Translated from Sutra of the Hundred Parables

Two men went to visit a pottery-maker and saw how he manipulated the wheel to make the vases.  They were fascinated by the skillful performance. 

After a while, one man left.  He arrived at the temple just in time for a ceremony (i.e., to perform charity).  He enjoyed a wonderful meal and received some valuable treasures. 

Meanwhile, the other man continued to be attracted by the pottery-making.  “I’ll not leave until he’s finished his work,” he said to himself.  He stayed until after sunset, not having accomplished anything, leaving with an empty stomach and of course he did not receive any precious gifts.

This is often the case in the world.  People spend their entire day focused on unnecessary tasks, day after day without awareness. Today they are busy doing this and tomorrow they are creating unwholesome karmas, always busy pursuing worldly pleasures.

Although the Buddhas appear in the world like the king of dragons*, the sound of Dharma is like thunder all over the world, and there is no obstacle for the rain of Dharma, sentient beings nevertheless live in ignorance because of the entanglement of worldly affairs. They pursue the happiness of five desires in vain and fail to encounter Buddhism.

Before they realize it, death arrives, and they’ve missed the chance of seeing the Buddha and hearing the Dharma.  Since they haven’t received the treasures of Buddhism yet, they often don’t act in accord with the Dharma, generating all kinds of bad deeds and end up in endless reincarnations. 

Just like the man who watched the potter making vases, wasting all day in the workshop doing nothing, the same is true of fools in the world. They live in a daze all day long.  Therefore, they will never be freed by the illuminating guidance of the Buddha Dharma.
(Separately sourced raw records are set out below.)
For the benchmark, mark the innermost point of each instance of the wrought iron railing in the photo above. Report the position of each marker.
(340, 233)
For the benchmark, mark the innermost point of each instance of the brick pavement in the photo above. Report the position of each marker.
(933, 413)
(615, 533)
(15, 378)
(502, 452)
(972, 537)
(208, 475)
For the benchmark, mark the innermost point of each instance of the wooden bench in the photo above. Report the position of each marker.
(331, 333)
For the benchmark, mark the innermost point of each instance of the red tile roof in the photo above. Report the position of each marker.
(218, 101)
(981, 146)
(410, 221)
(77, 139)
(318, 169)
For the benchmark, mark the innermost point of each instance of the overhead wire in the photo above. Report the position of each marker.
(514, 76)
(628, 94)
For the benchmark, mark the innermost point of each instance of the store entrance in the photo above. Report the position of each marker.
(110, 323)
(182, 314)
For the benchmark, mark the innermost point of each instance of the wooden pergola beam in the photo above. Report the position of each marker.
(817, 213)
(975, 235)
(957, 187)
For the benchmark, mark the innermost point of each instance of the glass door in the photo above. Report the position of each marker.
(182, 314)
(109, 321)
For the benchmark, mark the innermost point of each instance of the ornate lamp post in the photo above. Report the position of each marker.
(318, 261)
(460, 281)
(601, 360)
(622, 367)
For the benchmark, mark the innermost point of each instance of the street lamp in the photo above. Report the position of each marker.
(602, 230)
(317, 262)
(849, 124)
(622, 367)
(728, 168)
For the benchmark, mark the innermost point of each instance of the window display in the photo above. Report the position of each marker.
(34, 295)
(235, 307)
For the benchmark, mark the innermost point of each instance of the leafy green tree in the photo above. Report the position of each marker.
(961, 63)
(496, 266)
* dragons: in Buddhism, a dragon represents auspicious signs or Buddhas’ teaching.  In Indian legend, dragons bring rain.  Rain represents Buddha’s teaching like Dharma rain purifying the mind.


  • Doesn’t life mean to grasp the present moment and enjoy what you like? What’s wrong with focusing on what you like?  In your life, what is the first priority? 
  • In your life, what do you attach to the most?  What kind of impact does it have on you?